Optimize RedBlackTree-based immutable collections#7284
Optimize RedBlackTree-based immutable collections#7284retronym merged 7 commits intoscala:2.13.xfrom
Conversation
- Some improved inlining in RedBlackTree - Remove unnecessary `contains` check before deleting from TreeSet or TreeMap - Avoid recreating wrapper objects when appending to and deleting from TreeSets and TreeMaps without a change - Bulk building / appending without creating intermediate TreeSets or TreeMaps - Building TreeSets and TreeMaps directly without a Builder - Use null instead of () as dummy value in TreeSet
| val it = set1.iterator | ||
| var res = 0 | ||
| while(it.hasNext) | ||
| res += it.next() |
There was a problem hiding this comment.
I'd be inclined to structure the test without any auto-unboxing, e.g. by using a TreeSet[String] and just feeding the strings into the Blackhole inside the loop. I don't think it will change the results of this benchmark, but it reduces the cognitive burden :)

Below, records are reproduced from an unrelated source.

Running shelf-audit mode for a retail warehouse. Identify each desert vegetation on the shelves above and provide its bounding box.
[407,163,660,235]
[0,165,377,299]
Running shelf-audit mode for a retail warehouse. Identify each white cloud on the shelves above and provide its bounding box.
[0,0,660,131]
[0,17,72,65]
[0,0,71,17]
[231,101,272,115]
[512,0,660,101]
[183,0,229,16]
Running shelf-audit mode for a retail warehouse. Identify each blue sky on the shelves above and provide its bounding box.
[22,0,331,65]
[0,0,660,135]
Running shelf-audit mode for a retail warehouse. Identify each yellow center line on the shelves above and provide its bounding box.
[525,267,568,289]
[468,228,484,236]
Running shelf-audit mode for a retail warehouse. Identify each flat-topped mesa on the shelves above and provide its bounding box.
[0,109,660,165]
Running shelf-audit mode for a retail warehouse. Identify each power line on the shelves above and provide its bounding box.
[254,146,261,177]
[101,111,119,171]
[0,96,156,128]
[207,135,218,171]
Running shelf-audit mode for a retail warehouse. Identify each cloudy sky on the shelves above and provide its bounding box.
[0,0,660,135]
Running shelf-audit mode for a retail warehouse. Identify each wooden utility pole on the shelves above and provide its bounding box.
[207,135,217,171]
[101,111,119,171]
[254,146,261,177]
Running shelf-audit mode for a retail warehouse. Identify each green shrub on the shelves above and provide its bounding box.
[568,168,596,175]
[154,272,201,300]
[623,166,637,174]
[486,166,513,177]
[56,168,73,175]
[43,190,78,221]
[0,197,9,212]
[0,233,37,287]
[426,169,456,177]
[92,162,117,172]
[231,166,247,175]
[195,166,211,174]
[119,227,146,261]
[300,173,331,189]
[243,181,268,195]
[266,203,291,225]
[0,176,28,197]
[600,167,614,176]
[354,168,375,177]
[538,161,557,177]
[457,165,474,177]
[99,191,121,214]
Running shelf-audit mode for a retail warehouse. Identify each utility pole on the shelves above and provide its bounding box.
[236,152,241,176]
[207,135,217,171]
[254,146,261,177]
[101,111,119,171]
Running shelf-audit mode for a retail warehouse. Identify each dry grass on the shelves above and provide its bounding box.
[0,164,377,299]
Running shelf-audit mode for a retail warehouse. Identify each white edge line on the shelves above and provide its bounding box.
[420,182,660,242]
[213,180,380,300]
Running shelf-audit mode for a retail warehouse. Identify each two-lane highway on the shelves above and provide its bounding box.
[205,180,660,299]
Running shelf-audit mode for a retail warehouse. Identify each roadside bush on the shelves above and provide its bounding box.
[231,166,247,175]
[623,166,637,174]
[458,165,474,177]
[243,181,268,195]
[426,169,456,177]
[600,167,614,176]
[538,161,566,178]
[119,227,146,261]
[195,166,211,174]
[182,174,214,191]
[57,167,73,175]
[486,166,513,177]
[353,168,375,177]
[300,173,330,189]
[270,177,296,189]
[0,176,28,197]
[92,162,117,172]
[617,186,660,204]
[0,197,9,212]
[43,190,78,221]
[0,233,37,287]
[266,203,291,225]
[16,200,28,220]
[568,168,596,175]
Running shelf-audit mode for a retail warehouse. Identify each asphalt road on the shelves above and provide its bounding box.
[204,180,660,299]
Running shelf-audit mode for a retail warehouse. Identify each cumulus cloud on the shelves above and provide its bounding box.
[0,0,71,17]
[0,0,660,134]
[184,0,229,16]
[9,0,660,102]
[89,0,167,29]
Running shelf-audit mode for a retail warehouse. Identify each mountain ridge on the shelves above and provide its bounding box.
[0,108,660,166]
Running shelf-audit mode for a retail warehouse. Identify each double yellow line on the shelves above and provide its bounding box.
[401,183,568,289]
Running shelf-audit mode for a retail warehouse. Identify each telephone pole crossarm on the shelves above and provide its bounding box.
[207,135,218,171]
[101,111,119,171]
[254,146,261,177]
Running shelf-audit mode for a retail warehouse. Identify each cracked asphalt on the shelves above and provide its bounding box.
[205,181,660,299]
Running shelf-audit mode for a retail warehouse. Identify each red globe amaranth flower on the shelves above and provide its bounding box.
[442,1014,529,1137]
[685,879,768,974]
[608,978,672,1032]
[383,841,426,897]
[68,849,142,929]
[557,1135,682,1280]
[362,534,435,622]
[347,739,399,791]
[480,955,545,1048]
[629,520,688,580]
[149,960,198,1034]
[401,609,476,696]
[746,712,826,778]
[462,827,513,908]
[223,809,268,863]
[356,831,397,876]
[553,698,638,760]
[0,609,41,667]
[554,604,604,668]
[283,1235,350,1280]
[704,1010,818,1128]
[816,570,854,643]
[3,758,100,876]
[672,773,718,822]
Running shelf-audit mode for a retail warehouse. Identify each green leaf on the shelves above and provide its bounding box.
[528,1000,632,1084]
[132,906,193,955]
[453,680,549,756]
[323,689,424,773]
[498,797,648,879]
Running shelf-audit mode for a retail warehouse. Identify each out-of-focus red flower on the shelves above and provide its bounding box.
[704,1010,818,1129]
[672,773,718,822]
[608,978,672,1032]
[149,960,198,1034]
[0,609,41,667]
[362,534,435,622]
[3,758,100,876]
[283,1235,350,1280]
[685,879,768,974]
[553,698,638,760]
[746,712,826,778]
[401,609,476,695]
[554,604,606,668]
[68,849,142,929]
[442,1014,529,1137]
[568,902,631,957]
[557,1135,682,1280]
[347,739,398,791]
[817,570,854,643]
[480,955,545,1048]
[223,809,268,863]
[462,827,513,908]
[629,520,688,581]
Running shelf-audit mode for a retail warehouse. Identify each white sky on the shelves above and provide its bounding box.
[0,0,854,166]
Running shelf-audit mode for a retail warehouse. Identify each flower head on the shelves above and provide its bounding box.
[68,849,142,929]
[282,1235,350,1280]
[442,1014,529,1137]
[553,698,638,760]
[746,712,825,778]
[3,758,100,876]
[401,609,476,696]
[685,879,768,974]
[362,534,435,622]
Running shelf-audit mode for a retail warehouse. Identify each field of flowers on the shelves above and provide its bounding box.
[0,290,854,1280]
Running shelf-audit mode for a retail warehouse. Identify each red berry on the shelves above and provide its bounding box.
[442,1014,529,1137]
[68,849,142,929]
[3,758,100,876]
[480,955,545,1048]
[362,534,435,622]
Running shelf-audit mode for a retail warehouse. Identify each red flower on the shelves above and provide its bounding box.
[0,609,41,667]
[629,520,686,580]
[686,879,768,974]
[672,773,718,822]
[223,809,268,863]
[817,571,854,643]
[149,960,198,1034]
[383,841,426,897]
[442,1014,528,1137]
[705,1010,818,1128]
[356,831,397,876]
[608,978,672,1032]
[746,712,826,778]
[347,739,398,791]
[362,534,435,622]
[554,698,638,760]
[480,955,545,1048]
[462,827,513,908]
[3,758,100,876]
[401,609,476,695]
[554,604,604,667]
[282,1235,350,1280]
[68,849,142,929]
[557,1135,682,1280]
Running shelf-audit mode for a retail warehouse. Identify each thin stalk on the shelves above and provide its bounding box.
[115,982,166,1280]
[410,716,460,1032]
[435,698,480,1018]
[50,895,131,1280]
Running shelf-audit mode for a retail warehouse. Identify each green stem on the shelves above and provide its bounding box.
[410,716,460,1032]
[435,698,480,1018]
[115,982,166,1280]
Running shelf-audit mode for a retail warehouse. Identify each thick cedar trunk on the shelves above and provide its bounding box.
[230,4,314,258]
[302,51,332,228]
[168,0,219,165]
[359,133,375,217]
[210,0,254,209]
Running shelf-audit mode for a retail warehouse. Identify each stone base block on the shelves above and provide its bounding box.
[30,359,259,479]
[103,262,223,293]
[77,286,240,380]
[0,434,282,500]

| override def concat(that: collection.IterableOnce[A]): TreeSet[A] = { | ||
| val it = that.iterator | ||
| var t = tree | ||
| while (it.hasNext) t = RB.update(t, it.next(), null, overwrite = false) |
There was a problem hiding this comment.
Can we do anything clever when that is another TreeSet? E.g could TreeSet((0 to 63): _*) ++ TreeSet((64 to 128): _*) perform some structural sharing?
There was a problem hiding this comment.
Yes, there are more efficient algorithms for merging two trees or building from an ordered sequence (which should be possible to generalize to inserting into an existing tree from an ordered sequence).
There was a problem hiding this comment.
These optimizations will need a way to check that they have the operands share the same Ordering. ord1 eq ord2 is a sure way to compare them, but will miss many opportunities. We could try to make == work for Ordering instances, e.g. by making TupleOrdering a case class.
There was a problem hiding this comment.
Mutable RBTree-s will still be beneficial during building, where only have a single Ordering instance.
There was a problem hiding this comment.
I spent the last 2 days implementing the algorithms from https://www.cs.cmu.edu/~guyb/papers/BFS16.pdf. The current version is very close to the paper without any optimizations for our data structures. Bulk union (or concat) for a few different scenarios combined (overlapping and non-overlapping sets of equal or different sizes) is already up to 20x faster (the larger the sets, the better).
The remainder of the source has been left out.